Let’s also refer to the realities of wind generation projects that have been in use elsewhere in the nation, and compare their operation to our tiny spot on the map. The Stateline Wind Farm is the largest in the Pacific Northwest and straddles the line between Washington state and Oregon. There are at least 454 242-foot-high wind turbines ranked in long rows on a vast, windswept grassland in the Columbia River country, where winds coming down the Columbia Gorge average 16-18 mph. At that rate, the project can generate 30-35 percent of its total capacity year-round, enough to power about 70,000 homes. At wind speeds greater than 56 mph, the turbines are designed to shut down.

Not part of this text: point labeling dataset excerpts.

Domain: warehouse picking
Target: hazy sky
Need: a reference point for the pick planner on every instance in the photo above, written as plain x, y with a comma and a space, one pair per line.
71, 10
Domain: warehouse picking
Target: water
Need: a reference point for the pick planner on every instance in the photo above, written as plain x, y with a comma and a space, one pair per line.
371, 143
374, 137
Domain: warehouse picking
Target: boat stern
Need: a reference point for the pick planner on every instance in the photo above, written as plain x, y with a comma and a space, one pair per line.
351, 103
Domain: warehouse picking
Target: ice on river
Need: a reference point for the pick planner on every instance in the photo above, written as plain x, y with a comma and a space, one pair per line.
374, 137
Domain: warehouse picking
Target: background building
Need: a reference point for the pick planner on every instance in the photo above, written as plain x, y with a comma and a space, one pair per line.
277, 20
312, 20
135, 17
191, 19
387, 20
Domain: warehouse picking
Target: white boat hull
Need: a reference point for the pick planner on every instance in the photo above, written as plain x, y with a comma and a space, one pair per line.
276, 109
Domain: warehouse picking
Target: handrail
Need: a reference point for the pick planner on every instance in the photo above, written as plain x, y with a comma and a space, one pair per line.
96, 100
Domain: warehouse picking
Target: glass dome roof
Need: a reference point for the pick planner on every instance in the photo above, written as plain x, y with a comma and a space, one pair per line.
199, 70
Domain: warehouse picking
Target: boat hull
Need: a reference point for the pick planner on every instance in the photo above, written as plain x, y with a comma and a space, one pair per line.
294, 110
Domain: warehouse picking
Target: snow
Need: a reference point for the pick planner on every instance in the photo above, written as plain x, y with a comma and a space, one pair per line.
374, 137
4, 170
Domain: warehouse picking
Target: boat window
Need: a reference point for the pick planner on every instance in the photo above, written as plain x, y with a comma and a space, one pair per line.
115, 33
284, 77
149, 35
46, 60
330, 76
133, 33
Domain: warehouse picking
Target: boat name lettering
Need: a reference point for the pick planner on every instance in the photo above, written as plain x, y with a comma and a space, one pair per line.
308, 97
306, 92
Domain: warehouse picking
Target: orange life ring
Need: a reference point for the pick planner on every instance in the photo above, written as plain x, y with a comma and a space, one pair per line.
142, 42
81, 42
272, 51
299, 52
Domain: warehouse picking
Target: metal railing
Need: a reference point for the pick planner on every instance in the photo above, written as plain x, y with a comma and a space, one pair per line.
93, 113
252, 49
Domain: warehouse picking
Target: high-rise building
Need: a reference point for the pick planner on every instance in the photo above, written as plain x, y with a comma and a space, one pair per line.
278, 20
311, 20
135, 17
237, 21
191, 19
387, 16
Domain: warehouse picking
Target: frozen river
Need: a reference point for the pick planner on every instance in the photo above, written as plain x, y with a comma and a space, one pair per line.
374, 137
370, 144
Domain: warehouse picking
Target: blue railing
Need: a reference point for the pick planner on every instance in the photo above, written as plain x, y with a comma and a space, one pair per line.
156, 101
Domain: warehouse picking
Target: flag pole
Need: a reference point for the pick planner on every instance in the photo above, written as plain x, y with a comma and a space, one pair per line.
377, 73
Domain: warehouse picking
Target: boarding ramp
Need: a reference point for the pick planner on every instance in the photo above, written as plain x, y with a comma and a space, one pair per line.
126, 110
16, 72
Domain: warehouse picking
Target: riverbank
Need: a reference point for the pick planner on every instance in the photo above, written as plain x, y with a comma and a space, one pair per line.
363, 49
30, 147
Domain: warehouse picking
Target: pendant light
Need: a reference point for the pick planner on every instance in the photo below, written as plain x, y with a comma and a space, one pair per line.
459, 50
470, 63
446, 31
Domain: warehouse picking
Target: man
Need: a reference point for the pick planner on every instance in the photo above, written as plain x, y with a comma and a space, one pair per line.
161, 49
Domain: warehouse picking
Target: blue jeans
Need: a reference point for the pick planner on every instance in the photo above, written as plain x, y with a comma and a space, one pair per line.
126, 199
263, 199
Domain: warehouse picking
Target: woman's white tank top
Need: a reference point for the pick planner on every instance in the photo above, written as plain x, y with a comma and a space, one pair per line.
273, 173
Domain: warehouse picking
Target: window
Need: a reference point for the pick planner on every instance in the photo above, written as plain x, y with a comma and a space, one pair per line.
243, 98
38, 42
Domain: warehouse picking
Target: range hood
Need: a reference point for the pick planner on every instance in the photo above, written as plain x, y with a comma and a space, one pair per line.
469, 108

The Energy Atlas of the West ( says Washington state alone has “over 1 million acres of windy land.” Other wind farms are located in Texas, Iowa, California, Minnesota, and Kansas — all of which are known for their wide open spaces and huge tracts of relatively level terrain. Anyone who has taken a road trip through the West knows that the wind blows incessantly in those places, and the Columbia River area is no different. Even at that, a report prepared in 2005 for the Western Area Power Administration and others concedes that “due to the intermittency of wind power generation, the Stateline system requires back-up power from natural gas.”

The Stateline Wind Farm began operation in 2001. I first came across it about that time, while driving into the Pendleton area from Walla Walla. The landscape there consists of high rolling hills of yellow grass broken by dry gulches, outcrops of basalt, and clumps of sagebrush, as far as the eye can see. The emptiness is striking to someone from back East. Suddenly you top a rise and spread before you are miles and miles of windmills, looking like so many airplane propellers on poles, arranged on a grid. It’s an arresting sight. Some people find them beautiful.

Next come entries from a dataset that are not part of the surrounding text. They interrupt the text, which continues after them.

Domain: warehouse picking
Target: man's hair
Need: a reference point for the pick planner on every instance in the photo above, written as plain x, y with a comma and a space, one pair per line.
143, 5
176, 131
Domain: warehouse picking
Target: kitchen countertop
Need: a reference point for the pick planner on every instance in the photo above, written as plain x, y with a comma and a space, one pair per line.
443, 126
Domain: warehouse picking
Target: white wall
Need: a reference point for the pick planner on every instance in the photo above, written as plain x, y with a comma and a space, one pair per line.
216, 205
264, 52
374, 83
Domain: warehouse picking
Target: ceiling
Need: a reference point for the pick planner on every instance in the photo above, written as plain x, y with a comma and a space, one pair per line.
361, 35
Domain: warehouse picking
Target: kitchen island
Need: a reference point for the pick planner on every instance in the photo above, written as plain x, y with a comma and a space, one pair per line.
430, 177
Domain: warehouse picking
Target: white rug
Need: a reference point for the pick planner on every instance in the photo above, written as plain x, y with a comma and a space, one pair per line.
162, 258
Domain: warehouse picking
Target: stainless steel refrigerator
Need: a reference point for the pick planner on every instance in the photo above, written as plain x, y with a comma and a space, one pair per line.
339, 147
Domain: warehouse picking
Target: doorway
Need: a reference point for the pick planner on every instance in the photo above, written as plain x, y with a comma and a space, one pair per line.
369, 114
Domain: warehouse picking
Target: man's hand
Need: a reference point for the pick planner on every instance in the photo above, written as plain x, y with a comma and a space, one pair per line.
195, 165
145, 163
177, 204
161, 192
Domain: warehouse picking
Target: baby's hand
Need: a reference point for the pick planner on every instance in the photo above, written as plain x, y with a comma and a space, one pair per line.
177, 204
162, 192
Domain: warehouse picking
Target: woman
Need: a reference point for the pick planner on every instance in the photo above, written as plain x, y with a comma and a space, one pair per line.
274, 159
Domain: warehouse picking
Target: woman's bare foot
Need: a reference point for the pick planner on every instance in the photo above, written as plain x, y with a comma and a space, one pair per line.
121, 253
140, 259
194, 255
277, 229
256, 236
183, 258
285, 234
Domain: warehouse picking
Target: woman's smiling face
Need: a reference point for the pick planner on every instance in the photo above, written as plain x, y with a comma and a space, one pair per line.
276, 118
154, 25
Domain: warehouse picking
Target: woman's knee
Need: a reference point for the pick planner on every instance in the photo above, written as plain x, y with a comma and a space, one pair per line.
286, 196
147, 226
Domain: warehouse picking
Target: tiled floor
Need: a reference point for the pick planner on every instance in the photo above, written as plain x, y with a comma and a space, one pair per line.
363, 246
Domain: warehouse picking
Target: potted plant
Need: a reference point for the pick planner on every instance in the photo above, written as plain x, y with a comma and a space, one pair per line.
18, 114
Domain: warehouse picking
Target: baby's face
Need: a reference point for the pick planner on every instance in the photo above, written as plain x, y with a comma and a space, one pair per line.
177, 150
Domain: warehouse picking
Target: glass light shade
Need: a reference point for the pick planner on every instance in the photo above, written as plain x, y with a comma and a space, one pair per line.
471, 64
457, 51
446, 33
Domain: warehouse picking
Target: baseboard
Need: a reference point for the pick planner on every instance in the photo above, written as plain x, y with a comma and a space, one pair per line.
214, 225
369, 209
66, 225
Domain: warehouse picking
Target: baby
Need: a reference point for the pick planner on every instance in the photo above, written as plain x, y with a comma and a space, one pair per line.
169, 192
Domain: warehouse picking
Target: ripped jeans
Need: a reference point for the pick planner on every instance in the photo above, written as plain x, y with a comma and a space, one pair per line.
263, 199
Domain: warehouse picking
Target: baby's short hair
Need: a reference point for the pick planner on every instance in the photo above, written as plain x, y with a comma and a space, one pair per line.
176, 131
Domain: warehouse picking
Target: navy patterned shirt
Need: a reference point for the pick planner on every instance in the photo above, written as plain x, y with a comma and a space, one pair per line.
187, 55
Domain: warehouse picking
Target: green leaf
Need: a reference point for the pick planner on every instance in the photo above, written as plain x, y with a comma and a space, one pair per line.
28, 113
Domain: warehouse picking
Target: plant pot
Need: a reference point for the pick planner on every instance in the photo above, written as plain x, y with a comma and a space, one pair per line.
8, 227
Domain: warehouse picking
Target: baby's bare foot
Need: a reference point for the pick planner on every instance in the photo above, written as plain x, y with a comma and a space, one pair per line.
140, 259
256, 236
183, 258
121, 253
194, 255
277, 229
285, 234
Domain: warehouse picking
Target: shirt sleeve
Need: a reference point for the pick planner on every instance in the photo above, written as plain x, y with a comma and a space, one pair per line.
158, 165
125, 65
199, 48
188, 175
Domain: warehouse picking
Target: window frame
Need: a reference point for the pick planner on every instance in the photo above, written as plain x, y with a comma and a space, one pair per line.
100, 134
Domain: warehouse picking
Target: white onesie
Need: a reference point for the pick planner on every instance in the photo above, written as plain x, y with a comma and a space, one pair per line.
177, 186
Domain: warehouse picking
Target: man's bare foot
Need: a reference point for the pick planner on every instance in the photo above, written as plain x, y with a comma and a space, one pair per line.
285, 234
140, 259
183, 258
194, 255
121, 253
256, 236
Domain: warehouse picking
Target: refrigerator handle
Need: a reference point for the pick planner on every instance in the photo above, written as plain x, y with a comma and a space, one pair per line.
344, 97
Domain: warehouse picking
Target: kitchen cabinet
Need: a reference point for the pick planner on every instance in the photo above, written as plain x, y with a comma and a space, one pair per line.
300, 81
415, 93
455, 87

The land area of Umatilla County is 3,215 square miles, with a population density as of the 2010 census of 23.6 persons per square mile. Its neighbor in Washington state, Walla Walla County, which shares the wind farm, is slightly smaller and more densely populated, at 1,270 square miles and 46.3 persons per square mile. Rutland County is 929.82 square miles with 66.3 persons per square mile.

Other considerations aside, is there room and is there enough wind to justify this project? Is it an appropriate use of Grandpa’s Knob in West Rutland?